Standards for Small-Bore Connectors
Many different types of medical devices incorporate small-bore connectors. Small-bore connectors are parts used to connect medical devices such as tubing, syringes, and other accessories that deliver fluids and gases for patient care. Small-bore refers to the small size of the diameter opening (less than 8.5 millimeters) of the connector.
Two standards provide overarching recommendations for small-bore connectors:
- ISO 80369-1:2010, “Small-bore connectors for liquids and gases in healthcare applications” - Part 1: General requirements - specifies general provisions for small-bore connectors and methodology for assessing design characteristics to reduce the risk of misconnections between medical devices or accessories. The FDA recognized this standard on March 14, 2011.

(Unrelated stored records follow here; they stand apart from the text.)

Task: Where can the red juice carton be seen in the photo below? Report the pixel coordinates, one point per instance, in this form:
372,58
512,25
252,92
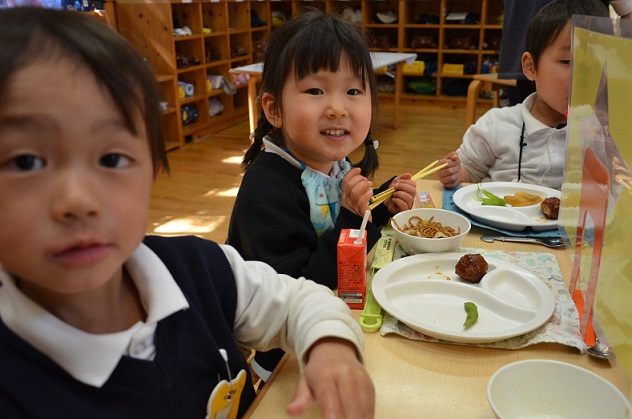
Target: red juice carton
352,267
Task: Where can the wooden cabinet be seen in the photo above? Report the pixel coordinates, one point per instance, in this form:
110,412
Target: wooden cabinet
187,45
453,38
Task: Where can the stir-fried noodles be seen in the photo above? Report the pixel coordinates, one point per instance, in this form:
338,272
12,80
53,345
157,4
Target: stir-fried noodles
417,226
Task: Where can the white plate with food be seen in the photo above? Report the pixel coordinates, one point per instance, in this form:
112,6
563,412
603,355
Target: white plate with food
424,292
510,217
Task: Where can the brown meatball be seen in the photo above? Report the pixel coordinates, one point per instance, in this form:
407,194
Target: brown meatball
471,267
551,207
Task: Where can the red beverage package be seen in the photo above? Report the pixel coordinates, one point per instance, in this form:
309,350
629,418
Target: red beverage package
352,267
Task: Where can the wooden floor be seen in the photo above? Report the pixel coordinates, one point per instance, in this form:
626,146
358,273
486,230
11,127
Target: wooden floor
198,195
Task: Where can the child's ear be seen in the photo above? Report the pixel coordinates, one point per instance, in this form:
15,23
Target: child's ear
271,110
528,66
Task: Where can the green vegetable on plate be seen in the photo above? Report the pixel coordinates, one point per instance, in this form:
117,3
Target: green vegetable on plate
472,314
488,198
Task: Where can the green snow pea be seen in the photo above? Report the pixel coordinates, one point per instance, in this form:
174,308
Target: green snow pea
472,314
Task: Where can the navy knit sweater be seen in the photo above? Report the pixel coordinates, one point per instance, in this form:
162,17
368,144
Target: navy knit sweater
176,384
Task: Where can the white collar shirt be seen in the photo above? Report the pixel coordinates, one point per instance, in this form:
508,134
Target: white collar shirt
491,148
91,358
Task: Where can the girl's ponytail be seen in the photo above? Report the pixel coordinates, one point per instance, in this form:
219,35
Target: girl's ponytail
370,161
263,128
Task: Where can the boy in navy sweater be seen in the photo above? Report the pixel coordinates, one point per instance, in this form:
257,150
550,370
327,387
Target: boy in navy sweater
97,320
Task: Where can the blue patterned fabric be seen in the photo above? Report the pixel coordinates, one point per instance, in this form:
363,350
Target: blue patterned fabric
324,193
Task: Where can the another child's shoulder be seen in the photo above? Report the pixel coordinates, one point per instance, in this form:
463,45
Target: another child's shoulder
507,114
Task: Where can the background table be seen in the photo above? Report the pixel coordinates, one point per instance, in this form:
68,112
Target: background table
380,59
434,380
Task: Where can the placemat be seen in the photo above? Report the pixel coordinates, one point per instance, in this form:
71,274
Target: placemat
447,203
562,327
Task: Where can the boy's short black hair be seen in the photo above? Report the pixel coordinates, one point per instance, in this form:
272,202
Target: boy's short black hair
36,34
552,18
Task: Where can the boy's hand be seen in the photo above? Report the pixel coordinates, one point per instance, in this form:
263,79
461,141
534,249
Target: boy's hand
356,192
450,175
404,195
334,379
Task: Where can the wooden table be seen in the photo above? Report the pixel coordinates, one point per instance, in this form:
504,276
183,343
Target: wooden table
480,82
434,380
380,59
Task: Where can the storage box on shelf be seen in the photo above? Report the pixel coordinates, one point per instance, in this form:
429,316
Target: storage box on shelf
453,39
189,44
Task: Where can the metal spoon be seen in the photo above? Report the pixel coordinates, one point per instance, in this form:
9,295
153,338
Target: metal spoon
600,350
546,241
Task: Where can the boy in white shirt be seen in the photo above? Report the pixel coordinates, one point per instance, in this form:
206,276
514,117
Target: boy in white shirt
527,142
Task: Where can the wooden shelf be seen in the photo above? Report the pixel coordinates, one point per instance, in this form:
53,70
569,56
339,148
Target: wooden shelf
150,28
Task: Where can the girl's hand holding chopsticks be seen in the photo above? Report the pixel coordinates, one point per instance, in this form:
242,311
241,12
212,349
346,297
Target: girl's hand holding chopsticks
402,193
356,192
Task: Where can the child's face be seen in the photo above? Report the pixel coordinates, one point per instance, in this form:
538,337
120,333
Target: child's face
74,182
326,116
552,79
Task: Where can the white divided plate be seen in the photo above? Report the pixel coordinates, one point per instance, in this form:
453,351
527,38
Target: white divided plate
509,218
423,292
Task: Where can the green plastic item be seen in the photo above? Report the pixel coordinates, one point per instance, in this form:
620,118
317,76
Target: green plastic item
371,318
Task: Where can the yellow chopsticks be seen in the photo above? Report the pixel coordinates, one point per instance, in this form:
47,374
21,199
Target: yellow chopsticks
384,195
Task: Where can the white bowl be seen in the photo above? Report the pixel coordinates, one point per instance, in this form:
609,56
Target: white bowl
552,389
414,245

- ISO 80369-20:2015, “Small-bore connectors for liquids and gases in healthcare applications” - Part 20: Common test methods - specifies test methods to support small-bore connectors’ functional requirements. The FDA currently recognizes this standard.

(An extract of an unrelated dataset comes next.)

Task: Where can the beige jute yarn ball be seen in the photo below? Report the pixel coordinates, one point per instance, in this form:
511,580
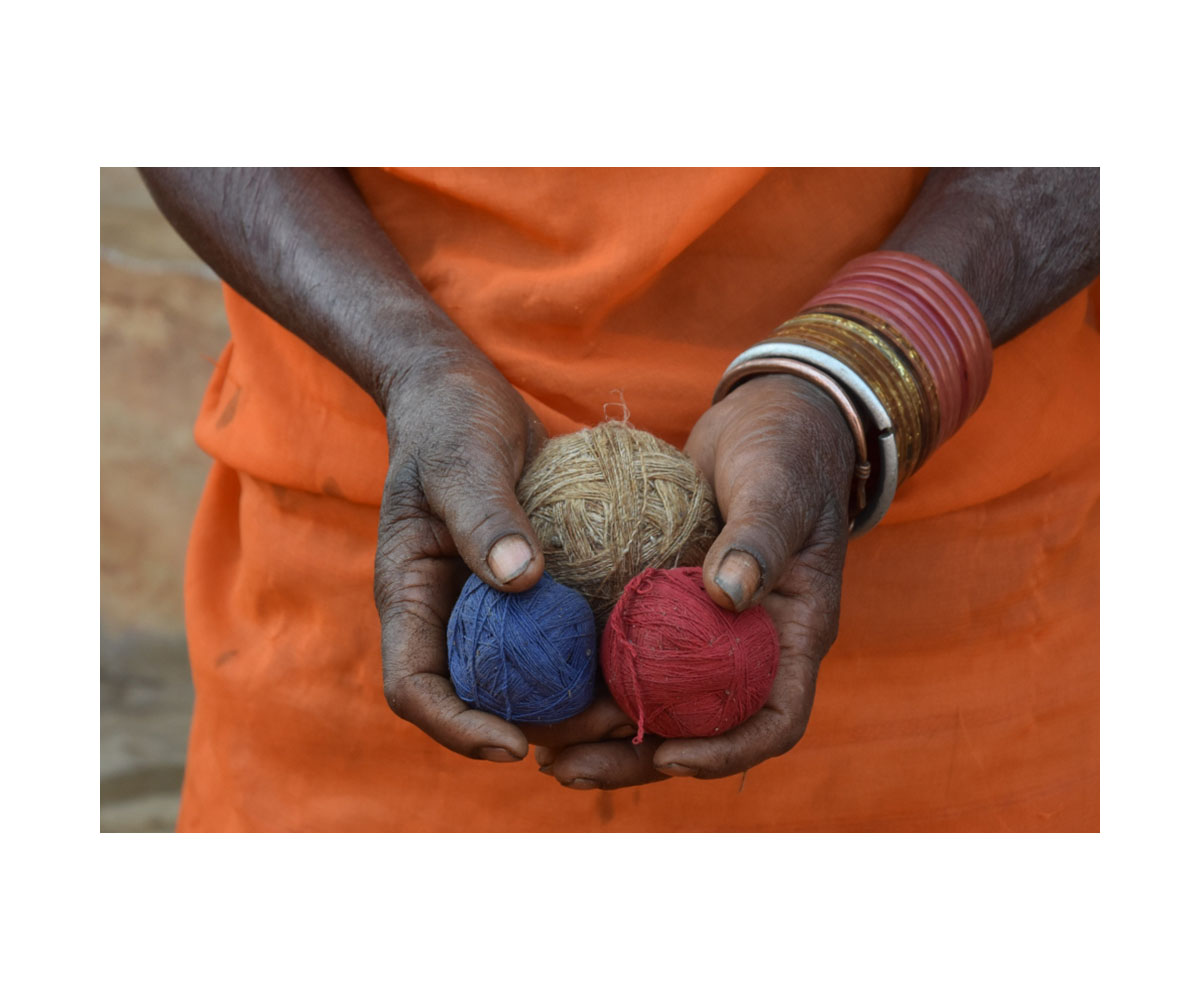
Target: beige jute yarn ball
611,501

Examples of Medical Devices that Use Connectors
The FDA anticipates recognizing additional standards for specific small-bore connector applications as they are developed. These standards are expected to include specific dimension and performance requirements for the respective medical device or medical application. Listed below is a description of the medical device or medical application and status information about the relevant international design standard:
Blood pressure cuffs and other non-invasive blood pressure devices are used to inflate the blood pressure cuff to test a patient’s blood pressure. IEC 80369-5:2016 was published in March 2016 to provide specifications for the small-bore connectors used with blood pressure cuffs.
Breathing or respiratory systems such as anesthesia machines and ventilators used to facilitate a patient’s breathing. Work on the international standard for breathing and respiratory systems is still underway. The FDA anticipates recognizing this standard once it is finalized.
Enteral devices deliver liquid nutrients or medicine to the stomach or intestines in patients who are unable to eat or drink by mouth or need supplemental nutrition. Feeding tubes are often inserted into the patient’s abdomen. Patients use pre-packaged food purchased from nutrition manufacturers or blend their own diets at home.
ISO 80369-3:2016 was published in July 2016 and the FDA recognizes this standard. This standard provides specifications for connectors intended for enteral applications. Manufacturers are now transitioning to the new standard to address the misconnection issue and reduce the risk of misconnections between enteral and non-enteral devices.
Intravascular or hypodermic devices, such as arterial or intravenous (IV) lines, which are generally used to deliver medications or fluids through a patient’s neck, chest or veins in the arm. ISO/FDIS 80369-7, is being finalized and will provide manufacturers with specifications for intravenous and hypodermic applications.
Neuraxial devices, such as epidural catheters, are used to deliver medicines or anesthesia to neuraxial sites, such as the epidural space, or are used to monitor or remove cerebral-spinal fluid for therapeutic or diagnostic purposes. ISO 80369-6:2016, was published in March 2016, to provide specifications for designing connectors for use with neuraxial devices. The FDA recognizes this standard.
Limb tourniquet cuffs are compression devices used to apply pressure, such as to the radial artery, to help stop bleeding after a procedure. IEC 80369-5: 2016 “Small-Bore Connectors for Liquids and Gases in Healthcare Applications - Part 5: Connectors for Limb Cuff Inflation Applications,” was published in March 2016 to specify dimensions and requirements for the design and functional performance of connectors used in limb cuff inflation.